Legal claims over sustainability promises vs. performance of certified green buildings are beginning to mount—and so are warnings to A/E/P and environmental consulting firms, The Zweig Letter reported in a recent issue.

In February, insurance broker and risk management firm Ames & Gough issued warning urging design professionals to consider carefully the contractual language regarding “standard of care” and “scope of services” in addressing projects that pursue the U.S. Green Building Council’s LEED certification.

One of the most critical provisions in any contract for professional design services relates to the standard of care under which the design professional will be required to render its services. In the absence of contract language to the contrary, a design professional will be held to a common law standard of care commensurate with that of other professionals providing the same services to a geographically similar community.

“However,” Manhattan-based construction and real estate attorney Stephen Del Percio told The Zweig Letter, ZweigWhite’s weekly management journal that caters to the design industry, “on a green building project, an owner may seek to hire a design firm specifically because of its sustainable design expertise.
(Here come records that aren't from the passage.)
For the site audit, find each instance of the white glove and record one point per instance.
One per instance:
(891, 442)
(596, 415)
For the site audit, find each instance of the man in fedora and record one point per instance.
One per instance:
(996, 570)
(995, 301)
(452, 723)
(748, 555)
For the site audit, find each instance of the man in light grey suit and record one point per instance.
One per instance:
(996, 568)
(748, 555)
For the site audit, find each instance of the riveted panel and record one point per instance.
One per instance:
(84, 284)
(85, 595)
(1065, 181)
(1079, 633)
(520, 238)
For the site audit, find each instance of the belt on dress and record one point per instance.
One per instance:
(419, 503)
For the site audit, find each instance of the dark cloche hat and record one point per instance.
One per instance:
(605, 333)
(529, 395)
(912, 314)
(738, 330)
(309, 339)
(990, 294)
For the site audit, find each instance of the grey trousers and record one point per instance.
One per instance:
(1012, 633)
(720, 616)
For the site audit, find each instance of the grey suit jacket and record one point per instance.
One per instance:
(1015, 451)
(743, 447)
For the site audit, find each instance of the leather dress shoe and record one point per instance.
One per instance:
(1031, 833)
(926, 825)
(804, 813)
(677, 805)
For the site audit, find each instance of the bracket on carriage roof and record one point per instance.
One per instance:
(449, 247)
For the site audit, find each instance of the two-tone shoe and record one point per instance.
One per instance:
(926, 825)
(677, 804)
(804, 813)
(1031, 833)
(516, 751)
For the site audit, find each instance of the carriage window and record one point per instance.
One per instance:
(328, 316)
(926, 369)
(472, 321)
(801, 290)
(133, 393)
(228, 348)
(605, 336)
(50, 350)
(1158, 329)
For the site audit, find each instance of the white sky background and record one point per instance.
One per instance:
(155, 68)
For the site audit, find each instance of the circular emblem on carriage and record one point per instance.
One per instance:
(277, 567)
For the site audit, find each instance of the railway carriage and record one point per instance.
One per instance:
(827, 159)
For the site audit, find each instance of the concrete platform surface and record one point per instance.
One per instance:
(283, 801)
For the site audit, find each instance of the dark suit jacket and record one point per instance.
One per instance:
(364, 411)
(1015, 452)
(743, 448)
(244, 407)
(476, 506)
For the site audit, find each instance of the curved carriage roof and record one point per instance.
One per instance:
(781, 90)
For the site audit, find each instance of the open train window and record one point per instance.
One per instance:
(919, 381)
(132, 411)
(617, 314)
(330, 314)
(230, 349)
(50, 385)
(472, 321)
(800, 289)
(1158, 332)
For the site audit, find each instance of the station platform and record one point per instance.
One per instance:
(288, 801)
Accordingly, it may attempt to hold the design professional to a higher standard of care than that which prevails in the industry. The standard of care has shifted.”

“In the spectrum of liability,” Del Percio continued, “legal challenges to green construction are making people more careful in what they’re promising.”

Contractual wording that stipulates attaining certain levels of LEED certification and promise of specific percentages of energy reduction “can be affected by owner and contractor decisions, or otherwise beyond a design professional’s control,” said Dan Knise, CEO of Ames & Gough.

Performance-based language such as “this design will achieve a LEED Gold rating” or “will reduce operating costs by 50%” in a standard of care provision may be problematic if the insurer believes that the design professional has provided the owner with the equivalent of a warranty.

Said Del Percio, since professional liability policies generally exclude coverage for claims arising out of the breach of a warranty, owners and design professionals should review language in their construction agreements for provisions that could potentially be construed by an insurer as the equivalent of a warranty.